Hence, beyond the usual structure required in a clinical research article (14), there are a number of questions that authors should consider as they embark on writing-up a manuscript about COVID-19 (see Box): What is different in this (potential) manuscript? What is novel? Does the information build on previous data? How can these data inform practice? Are patients treated in analyses as a function of clinical phenotypes or are they all lumped together in a single heterogeneous group that makes analyses difficult to understand by readers? Are comorbidities considered in the reporting of data, including malnutrition, coinfection, diabetes mellitus, hypertension, obesity? In such cases, one might consider that analyses include a robust evaluation of each treatment/intervention against laboratory and clinical findings rather than just descriptive reporting. In addition, robust and rigorous multivariable analyses and predictive modeling studies should provide the best approach to perform these analyses, following current recommendations (14). Do the analyses take account of different waves of COVID-19 outbreaks, stay at home orders, no school, or entry of vaccine into a community?

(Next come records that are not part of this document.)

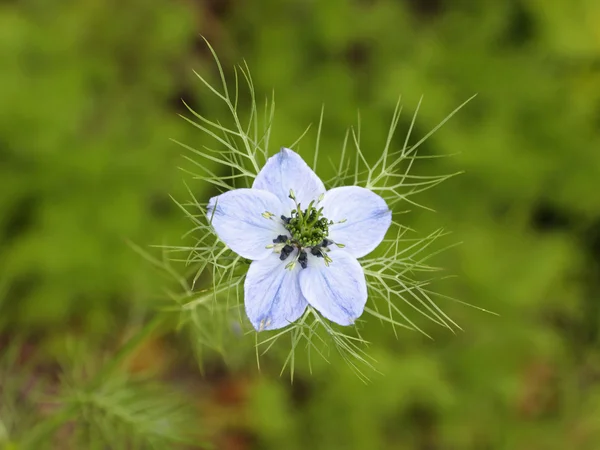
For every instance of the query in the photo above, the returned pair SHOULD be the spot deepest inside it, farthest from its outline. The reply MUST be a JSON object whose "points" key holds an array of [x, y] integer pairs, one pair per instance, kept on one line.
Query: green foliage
{"points": [[89, 96]]}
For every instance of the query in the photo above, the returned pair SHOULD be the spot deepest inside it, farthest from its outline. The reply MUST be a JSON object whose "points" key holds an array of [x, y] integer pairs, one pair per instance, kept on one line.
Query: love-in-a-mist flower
{"points": [[303, 241]]}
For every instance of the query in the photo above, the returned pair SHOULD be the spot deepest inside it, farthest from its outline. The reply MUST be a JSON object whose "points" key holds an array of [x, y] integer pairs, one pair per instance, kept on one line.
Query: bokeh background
{"points": [[89, 97]]}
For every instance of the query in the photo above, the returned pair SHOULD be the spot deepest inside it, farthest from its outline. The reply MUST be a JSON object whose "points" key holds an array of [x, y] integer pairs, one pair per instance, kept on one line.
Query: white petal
{"points": [[367, 218], [272, 293], [237, 218], [337, 291], [287, 170]]}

MOVING FORWARD WITH “NEW PROJECTS AND COLLABORATIVES”
As practitioners, we are now faced with attempting to understand the nuances of whether a new syndrome such as MIS-C is a separate entity in the taxonomy of disease, or is it something on the spectrum of pathophysiology seen in the evolution of sepsis, hemophagocytic lymphohistiocytosis, and macrophage activation syndrome?

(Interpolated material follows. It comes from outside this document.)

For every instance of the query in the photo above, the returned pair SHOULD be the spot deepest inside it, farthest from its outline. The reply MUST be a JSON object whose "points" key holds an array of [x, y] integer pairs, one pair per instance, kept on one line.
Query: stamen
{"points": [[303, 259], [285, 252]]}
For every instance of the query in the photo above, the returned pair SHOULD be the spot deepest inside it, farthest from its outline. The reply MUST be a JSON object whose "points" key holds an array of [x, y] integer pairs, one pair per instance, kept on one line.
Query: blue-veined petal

Now, a year since the first presentation of MIS-C, it is time to move away from a focus on case series or observational descriptive studies. In order to get clinical answers to our questions, we need research efforts from large collaboratives and consortiums rather than single centers presenting underpowered studies. As we see it, there are two—but not mutually exclusive either in importance or activity—streams of research work that our field so desperately needs. One, a deeper understanding of the “why” and “how” children with SARS-CoV-2 infection develop MIS-C, with basic mechanistic and biological translational evaluations (15). The scientific world is blowing-up a storm of potential new knowledge and innovative disease evaluations of COVID-19, but studies must be carefully considered in light of what is known, what we do not know, and how we can potentially bridge these gaps with the highest caliber of scientific evaluation (16). Two, movement to interventional RCTs or novel diagnostic studies that include relevant groups for comparison: ICU versus non-ICU cases and COVID-19 ICU versus non–COVID-19 ICU cases. Of note, it would help if all such studies—whether prospective or phased or historical controls—used the same validated measures of ICU severity-of-illness such as the Pediatric Logistic Organ Dysfunction, Pediatric Risk of Mortality, Pediatric Index of Mortality, and Sequential Organ Failure Assessment scores. In this way, the work can allow for potential pooling of data between centers.
Taking all of the above together, it is time for our field to “move forward.” Over a short period, some of the best science and resources have been applied to children with COVID-19 or MIS-C (17,18). Clinicians and scientists in our field now have a different objective and that is to translate what we learn and know into the highest level of care for our patients. Our field and patients expect it.